I agree Jim, but I really believe people suffering with terminal diseases deserve not only the right to try experimentation, but also need to sign off on documents deemed legally binding that eliminate the possibility of suing after a negative experimental outcome.

To my way of thinking the FDA is completely wrong in making drugs like Provenge await further data. Drugs need to be approved with conditions that through use will prove they work, or the don't. If they don't the patients trying them are out of choices anyway, other than perhaps some clinical trial, but many people can't or won't go into clinical trials.

In many cases the reason patients choose not to go into clinical trials is they're not being conducted where they live. When someone's given the choice of perhaps living months, or maybe years longer, but treatment is away from family, the real question often becomes, how do you want to spend the remaining time. More sights where such trials can be done might solve some of the issues, perhaps running trials where the family oncologist could administer the treatment all but once every month, or two months, etc would work. I just think that there are better way of getting more people involved in trials or experimentation.

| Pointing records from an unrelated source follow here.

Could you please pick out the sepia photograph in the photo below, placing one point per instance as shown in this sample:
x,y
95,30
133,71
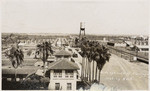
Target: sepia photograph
x,y
75,45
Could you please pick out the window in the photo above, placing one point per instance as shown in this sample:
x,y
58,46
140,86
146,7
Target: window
x,y
57,86
69,87
57,73
69,73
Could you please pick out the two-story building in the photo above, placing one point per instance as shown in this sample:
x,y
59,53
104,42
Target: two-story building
x,y
63,75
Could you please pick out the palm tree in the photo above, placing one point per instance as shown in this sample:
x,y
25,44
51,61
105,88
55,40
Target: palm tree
x,y
45,49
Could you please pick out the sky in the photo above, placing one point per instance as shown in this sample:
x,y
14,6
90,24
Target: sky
x,y
64,16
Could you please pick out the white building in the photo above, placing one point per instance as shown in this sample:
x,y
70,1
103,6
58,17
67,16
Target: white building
x,y
63,54
63,75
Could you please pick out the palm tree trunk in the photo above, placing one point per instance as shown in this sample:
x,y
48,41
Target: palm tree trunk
x,y
82,73
96,72
85,67
93,71
99,75
15,74
90,71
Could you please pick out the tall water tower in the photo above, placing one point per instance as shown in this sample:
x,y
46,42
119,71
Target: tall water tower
x,y
82,30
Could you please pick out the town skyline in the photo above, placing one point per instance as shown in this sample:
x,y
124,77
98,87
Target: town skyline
x,y
100,17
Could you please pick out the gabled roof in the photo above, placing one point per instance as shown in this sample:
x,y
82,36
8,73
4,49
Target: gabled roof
x,y
63,64
18,71
62,53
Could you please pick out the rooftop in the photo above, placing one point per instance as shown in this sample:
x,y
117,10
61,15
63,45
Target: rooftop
x,y
62,53
63,64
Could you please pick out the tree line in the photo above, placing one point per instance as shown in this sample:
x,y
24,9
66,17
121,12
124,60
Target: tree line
x,y
92,51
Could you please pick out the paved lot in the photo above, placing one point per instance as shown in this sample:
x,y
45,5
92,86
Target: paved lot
x,y
122,74
125,75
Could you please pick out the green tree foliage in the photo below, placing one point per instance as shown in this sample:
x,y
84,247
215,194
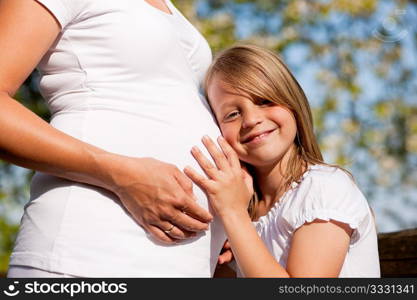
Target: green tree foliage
x,y
362,88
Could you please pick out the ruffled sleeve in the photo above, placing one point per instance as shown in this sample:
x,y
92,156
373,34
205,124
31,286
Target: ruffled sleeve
x,y
64,11
329,194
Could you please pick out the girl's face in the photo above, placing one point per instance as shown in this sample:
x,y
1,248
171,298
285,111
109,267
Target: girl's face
x,y
260,132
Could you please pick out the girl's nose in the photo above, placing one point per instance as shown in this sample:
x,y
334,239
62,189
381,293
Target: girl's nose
x,y
252,117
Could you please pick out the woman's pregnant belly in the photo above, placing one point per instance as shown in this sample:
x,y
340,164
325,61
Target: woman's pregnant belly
x,y
83,230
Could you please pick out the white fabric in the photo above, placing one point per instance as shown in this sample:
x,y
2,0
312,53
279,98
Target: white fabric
x,y
325,193
123,76
29,272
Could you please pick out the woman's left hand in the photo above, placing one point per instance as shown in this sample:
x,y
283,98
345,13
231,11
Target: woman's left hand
x,y
229,188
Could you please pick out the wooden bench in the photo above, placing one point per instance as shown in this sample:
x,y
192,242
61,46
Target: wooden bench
x,y
397,255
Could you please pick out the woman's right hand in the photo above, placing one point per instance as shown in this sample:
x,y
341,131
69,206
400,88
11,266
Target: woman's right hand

I'm very big on permitting experimentation for those willing to accept it. I don't know if you're familiar with IMGN. If not it's IMGN901 has been in trials for SCLC for years, though right now they believe MM is the quickest course to approval. Preclinically the drug in combination with a Taxane worked extremely well for SCLC, but it's a trial that hasn't been run. IMGN's like so many biotechs, short on funds, running trials slowly to hold down expenditures, however if in an experimental setting this combination were tried, even in a single patient, it might lead to additional trials.